When it comes to contacting manufacturers, it’s always best to work with rather than against them if you want to hold greater sway, even if you don’t agree on everything, says Roberts. He has achieved this in the past as chairman of the MG Rover Franchise Board, and by participating in, and supporting, various manufacturers’ dealer associations, such as Honda’s national dealer council.
“Negative criticism and swiping from the sidelines never helps,” says Roberts.
“Normally, if what you are promoting will benefit your business it will benefit your manufacturer too, for example, if you are pushing to sell more cars or service bookings for them.”
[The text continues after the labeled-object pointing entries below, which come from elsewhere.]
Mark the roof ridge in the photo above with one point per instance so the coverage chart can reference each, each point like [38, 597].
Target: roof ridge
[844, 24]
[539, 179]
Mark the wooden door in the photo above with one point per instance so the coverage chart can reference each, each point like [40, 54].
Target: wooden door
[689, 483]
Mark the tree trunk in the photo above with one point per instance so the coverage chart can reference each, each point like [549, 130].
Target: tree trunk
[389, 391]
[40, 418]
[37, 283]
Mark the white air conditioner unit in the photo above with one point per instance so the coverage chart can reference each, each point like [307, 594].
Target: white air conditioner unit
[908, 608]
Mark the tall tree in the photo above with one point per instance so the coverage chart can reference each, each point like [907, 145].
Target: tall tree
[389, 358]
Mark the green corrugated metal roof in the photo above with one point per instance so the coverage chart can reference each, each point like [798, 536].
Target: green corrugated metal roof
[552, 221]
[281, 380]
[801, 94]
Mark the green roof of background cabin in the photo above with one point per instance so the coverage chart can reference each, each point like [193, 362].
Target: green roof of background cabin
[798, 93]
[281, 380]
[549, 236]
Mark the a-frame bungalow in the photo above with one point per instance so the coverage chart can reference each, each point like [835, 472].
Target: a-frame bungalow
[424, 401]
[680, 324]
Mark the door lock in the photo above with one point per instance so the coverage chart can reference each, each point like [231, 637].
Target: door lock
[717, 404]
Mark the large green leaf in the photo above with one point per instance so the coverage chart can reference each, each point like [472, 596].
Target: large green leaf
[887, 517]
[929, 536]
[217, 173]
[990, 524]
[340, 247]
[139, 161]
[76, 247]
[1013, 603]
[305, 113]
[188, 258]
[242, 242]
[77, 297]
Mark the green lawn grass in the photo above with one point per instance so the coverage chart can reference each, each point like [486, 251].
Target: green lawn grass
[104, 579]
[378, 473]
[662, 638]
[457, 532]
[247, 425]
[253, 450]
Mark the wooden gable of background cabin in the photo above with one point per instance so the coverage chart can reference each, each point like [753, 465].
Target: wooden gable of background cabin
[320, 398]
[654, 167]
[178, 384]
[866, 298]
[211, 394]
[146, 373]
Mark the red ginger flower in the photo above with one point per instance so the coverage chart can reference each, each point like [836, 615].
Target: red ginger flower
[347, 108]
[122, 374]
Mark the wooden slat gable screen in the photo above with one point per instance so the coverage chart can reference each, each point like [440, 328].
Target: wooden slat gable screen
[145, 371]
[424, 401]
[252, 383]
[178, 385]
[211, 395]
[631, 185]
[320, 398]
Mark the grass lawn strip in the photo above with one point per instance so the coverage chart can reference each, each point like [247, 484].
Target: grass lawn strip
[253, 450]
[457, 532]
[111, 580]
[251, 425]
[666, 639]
By and large, manufacturers have been sympathetic to dealers’ problems during the pandemic and have been more willing to listen to, and meet, their needs.
Feedback from dealers has been acted upon swiftly and the appropriate changes made, reinforced by the NFDA’s Dealer Attitude Survey, which has had its highest response rates in the two most recent editions.
“The best advice I would give to a small regional dealer is to stay in close contact with their fellow local dealers with the same brands and form a strong relationship with them,” says John Tordoff, chief executive of JCT600. “That way they all have a common interest and can share and work on resolving common issues together.”
Jim Saker, director of Loughborough University Business School’s Centre for Automotive Management, says: “There needs to be a politicisation of the way smaller groups operate moving forward.
"Up until now they have been quite passive because of their size and individual interests, but now they need to use their collective voice and make sure that it’s heard, particularly in this digital age.”